Yes, I do have experience with keyless locksets. I even have a few units laying about. A popular unit is "Unican"... I have a brand new one in my basement. The latchbolt is disabled unless the right code is punched in. Pricey @ $300+ in USD. Very nice because they cannot be "wrenched", unlike most locksets. Factory setting is 3-4-5 which is to be changed after install. The 3 is pressed alone.... 4 and 5 are pressed together or at the same time. This may very well be obsolete info.... I have not installed any recent models. This particular brand can be removed and with minor disassembly can be set back to factory settings and reset to the users preference or code.

When dealing with systems with electromagnets or electric strikes things can get rather complicated. Two systems are used... "fail safe" and "fail secure". I have worked with both on commercial applications. I even have a keyless on my garage door...rarely used and I would be hard presssed to find the "over-ride" key or "access" key:grin:


----------



## heng (Jan 24, 2009)

*Re: Key-Less Door Locks?*

Anyone mention the general stuff like needing batteries and some need another hole bored into the door? Otherwise I like mine.

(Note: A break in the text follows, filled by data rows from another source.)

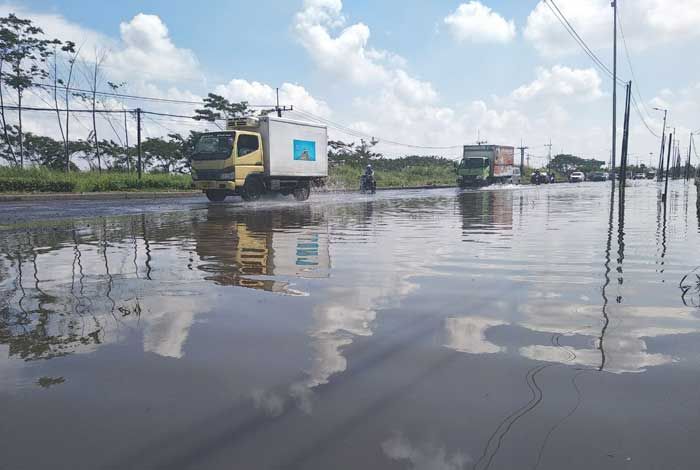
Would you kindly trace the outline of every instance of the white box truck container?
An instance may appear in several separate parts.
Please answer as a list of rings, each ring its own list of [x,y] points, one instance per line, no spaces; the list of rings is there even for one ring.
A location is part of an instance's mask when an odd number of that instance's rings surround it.
[[[226,131],[202,134],[192,155],[194,185],[212,201],[266,192],[306,200],[327,176],[326,127],[276,116],[231,119]]]

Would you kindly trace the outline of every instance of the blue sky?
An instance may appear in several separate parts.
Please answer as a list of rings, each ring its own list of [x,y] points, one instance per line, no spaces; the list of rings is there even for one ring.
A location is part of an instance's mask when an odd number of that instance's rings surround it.
[[[610,64],[608,0],[557,4]],[[700,128],[700,70],[687,60],[700,0],[619,4],[640,114],[658,134],[651,108],[671,108],[686,145],[687,133]],[[555,151],[607,159],[611,80],[540,1],[26,0],[2,10],[71,36],[86,51],[108,48],[105,80],[124,80],[133,93],[196,99],[217,91],[254,102],[283,87],[286,103],[380,141],[447,146],[471,143],[479,132],[501,144],[523,138],[540,147],[537,156],[551,138]],[[625,57],[621,43],[627,79]],[[639,116],[632,129],[632,152],[648,160],[658,139]],[[416,152],[380,146],[388,155]]]

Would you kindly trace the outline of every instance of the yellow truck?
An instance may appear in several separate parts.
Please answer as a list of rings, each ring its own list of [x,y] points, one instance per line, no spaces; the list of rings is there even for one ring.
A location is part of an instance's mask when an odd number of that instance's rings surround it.
[[[272,115],[230,119],[226,130],[206,132],[192,155],[192,180],[210,201],[266,193],[309,198],[328,176],[325,126]]]

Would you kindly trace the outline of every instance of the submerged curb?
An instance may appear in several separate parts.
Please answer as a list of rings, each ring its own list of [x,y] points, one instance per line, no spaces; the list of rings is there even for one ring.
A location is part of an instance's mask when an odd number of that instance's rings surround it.
[[[199,196],[201,191],[110,191],[104,193],[0,194],[2,202],[112,201],[116,199],[167,199]]]
[[[377,188],[377,191],[398,191],[411,189],[445,189],[456,188],[450,185],[434,186],[391,186]],[[355,193],[355,189],[326,189],[320,193]],[[33,194],[0,194],[3,202],[33,202],[33,201],[112,201],[118,199],[167,199],[178,197],[203,196],[201,191],[111,191],[104,193],[33,193]]]

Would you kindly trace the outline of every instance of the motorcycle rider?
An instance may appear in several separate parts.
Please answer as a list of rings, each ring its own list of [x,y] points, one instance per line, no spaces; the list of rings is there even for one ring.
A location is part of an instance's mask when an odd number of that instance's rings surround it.
[[[372,169],[372,165],[367,165],[365,167],[365,172],[362,175],[362,180],[368,184],[369,188],[372,192],[375,191],[377,187],[377,183],[374,179],[374,169]]]

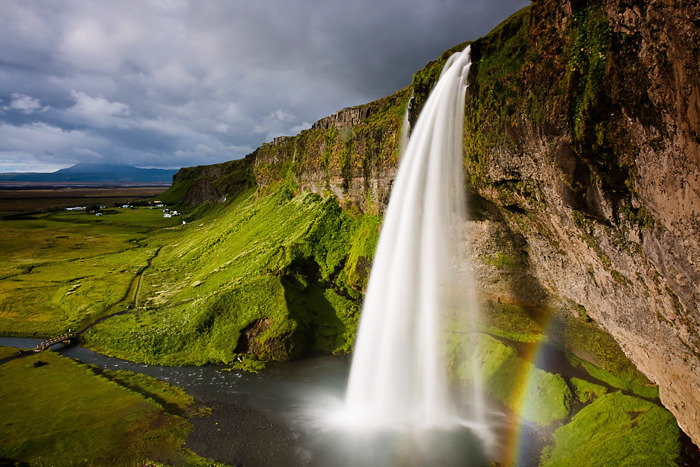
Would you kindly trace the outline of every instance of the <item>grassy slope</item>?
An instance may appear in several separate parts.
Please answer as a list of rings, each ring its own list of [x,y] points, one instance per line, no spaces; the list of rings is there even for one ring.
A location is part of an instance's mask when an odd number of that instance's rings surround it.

Same model on a relative's 2 family house, the buttons seems a little beatup from use. It also can be programmed with multiple codes.


----------



## DonaldG (Aug 23, 2007)

*Re: Key-Less Door Locks?*

We do not have any at home but y wife works for an establishment (& I am a volunteer there too) where there are keyless codelocks on virtually every door, internal and external.

Though this is an English site, it shows the flavour of what is available - Electric and Mechanical

One tip if you fit one: change the code fairly regularly. If left on one code, over a period of time, those buttons start to show wear and reveal the 'active' ones..On a 4 digit code that makes 16 combinations to try!


----------



## Keene22 (Nov 15, 2012)

Ya i'm using key less door lock for many time at both in house and office. It have lot of great features which can never found in other lock system.

Now one can break its security easily it is the biggest plus point in it.


----------